Kenapa tong sampah? Daerah mukim kami di Subak Dalem saat ini menjurus ke pembuangan sampah liar yang menyulut konflik. Sebagian orang buang di lahan terbuka, sebagian lagi buang ke sungai. Pokoknya bebas hambatan. Nah, buang ke lahan kosong ini biasanya jadi konflik karena sampah ga ada yang ngurus, cuma ditumpuk. Belum lagi kalau terbang kemana-mana.
Maunya, tong sampah besar untuk nampung sampah satu gang di rumah ini untuk dua macam sampah. Organik dan non organik. Ntar tinggal tanya anak PPLH gimana cara bikin kompos langsung di tong sampah.
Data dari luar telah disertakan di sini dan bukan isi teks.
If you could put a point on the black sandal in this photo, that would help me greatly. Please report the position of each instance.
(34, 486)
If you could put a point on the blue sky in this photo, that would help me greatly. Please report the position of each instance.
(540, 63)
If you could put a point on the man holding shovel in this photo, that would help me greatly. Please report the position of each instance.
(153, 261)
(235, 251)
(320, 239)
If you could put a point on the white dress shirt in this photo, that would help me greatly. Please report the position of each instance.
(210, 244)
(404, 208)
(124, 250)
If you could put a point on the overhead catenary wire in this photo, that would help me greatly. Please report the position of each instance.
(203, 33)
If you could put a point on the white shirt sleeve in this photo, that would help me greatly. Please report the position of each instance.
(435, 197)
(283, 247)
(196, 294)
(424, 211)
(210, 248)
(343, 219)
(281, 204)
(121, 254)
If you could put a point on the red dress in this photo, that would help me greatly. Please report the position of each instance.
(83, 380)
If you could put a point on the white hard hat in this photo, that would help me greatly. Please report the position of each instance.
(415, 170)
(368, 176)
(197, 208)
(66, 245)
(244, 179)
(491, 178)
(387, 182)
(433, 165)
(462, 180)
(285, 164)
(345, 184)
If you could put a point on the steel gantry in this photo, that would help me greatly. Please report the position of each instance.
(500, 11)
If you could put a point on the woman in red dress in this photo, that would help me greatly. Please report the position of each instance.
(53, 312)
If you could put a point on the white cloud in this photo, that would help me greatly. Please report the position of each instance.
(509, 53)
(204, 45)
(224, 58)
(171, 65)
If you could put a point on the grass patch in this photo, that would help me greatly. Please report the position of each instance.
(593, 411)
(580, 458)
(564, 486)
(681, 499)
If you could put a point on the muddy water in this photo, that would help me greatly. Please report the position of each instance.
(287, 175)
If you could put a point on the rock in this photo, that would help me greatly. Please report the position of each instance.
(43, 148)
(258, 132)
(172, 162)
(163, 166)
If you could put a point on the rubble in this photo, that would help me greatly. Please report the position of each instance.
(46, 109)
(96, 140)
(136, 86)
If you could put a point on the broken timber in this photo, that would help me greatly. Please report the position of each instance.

Nah, masalahnya, bagaimana cara agar orang-orang mau milah sampahnya sebelum dibuang ke dua tong itu? Hayoo… Ini nyang susyah…
percuma dipilah organik dan anorganik. larinya jg ke satu tempat: suwung. jd ya mubazir, eh, muhajir saja kalo dipisah. mmuah!
dipilih aja yang bs di jual n tidak…kenya lebih gampang…bung anton aku boleh muah enggak sm mbak lode… *kabur
emang agak susah seh…! Tapi bisa kok, pisahin aja dari rumah dan pilih di tiap rumah tangga siapa yang bertanggungjawab atas sampah tersebut.Syukur2 yang organik diolah sendiri menjadi kompos, bisa kok!!